Welke waarde heeft je studie aan de TU Delft in je professionele leven?

"Mijn studie heeft me geholpen mijzelf te positioneren als iemand die vaart kan geven aan de agenda voor duurzame technische ontwikkeling en veerkracht. Ik probeer ook bij professor (en Duurzaam Gebouwd-expert, red.) Andy van den Dobbelsteen in beeld te blijven, want ik wil promoveren aan de TU Delft. Daarbij zijn zij ook geïnteresseerd in wat ik hier doe. Verder volg ik ze op Facebook en andere bronnen. In Quito geef ik colleges aan de universiteit als universitair docent: dat kan helpen bij het opzetten van een gemeenschappelijke agenda voor beide universiteiten."

Wat is een verbinding tussen Ecuador en Nederland?
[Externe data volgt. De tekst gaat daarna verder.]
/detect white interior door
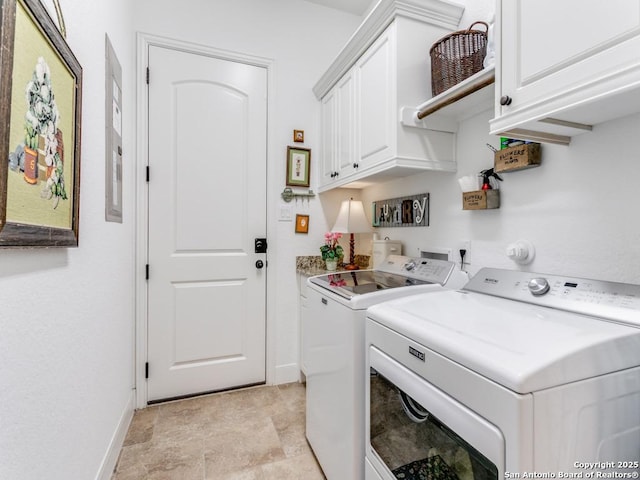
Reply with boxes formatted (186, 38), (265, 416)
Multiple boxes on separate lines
(147, 46), (267, 401)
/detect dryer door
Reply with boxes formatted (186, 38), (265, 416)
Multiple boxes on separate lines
(366, 346), (504, 480)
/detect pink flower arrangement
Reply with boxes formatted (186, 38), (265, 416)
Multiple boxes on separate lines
(320, 232), (343, 260)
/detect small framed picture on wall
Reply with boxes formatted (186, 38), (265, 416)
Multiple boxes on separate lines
(296, 214), (309, 233)
(287, 147), (311, 187)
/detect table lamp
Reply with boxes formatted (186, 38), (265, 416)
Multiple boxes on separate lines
(331, 198), (371, 270)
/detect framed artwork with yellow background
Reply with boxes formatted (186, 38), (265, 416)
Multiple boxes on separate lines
(0, 0), (82, 247)
(296, 214), (309, 233)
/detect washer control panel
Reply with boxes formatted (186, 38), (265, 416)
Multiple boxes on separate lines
(463, 268), (640, 327)
(377, 255), (455, 285)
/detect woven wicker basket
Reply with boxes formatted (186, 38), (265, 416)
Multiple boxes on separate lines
(429, 22), (489, 97)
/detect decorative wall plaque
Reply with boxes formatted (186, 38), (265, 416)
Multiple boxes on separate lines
(371, 193), (429, 227)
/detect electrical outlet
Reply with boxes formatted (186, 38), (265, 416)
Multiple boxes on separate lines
(457, 240), (471, 270)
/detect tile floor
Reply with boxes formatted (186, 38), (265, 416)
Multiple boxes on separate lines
(112, 383), (325, 480)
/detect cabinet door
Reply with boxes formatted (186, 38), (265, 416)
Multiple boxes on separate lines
(320, 88), (338, 186)
(356, 24), (396, 170)
(336, 70), (358, 179)
(492, 0), (640, 141)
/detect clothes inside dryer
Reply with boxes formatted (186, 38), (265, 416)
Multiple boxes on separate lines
(369, 369), (498, 480)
"We hebben een sterk verbonden wereld en kunnen van elkaar profiteren. Als het gaat om de gebouwde omgeving, kunnen we zeker gebruik maken van de sterke expertise bij TU Delft om de ecologische voetafdruk van de gebouwen in Ecuador te verminderen. We zijn hiermee al begonnen, maar een beter overheidsbeleid is nodig. Ik probeer te kijken naar wederzijdse voordelen: wij kunnen TU Delft casestudies bieden voor analyse en op te lossen problemen en zo de mogelijkheid om wereldwijd te werken. Quito kan dan weer profiteren van de kennis en technische ondersteuning vanuit de TUDelft."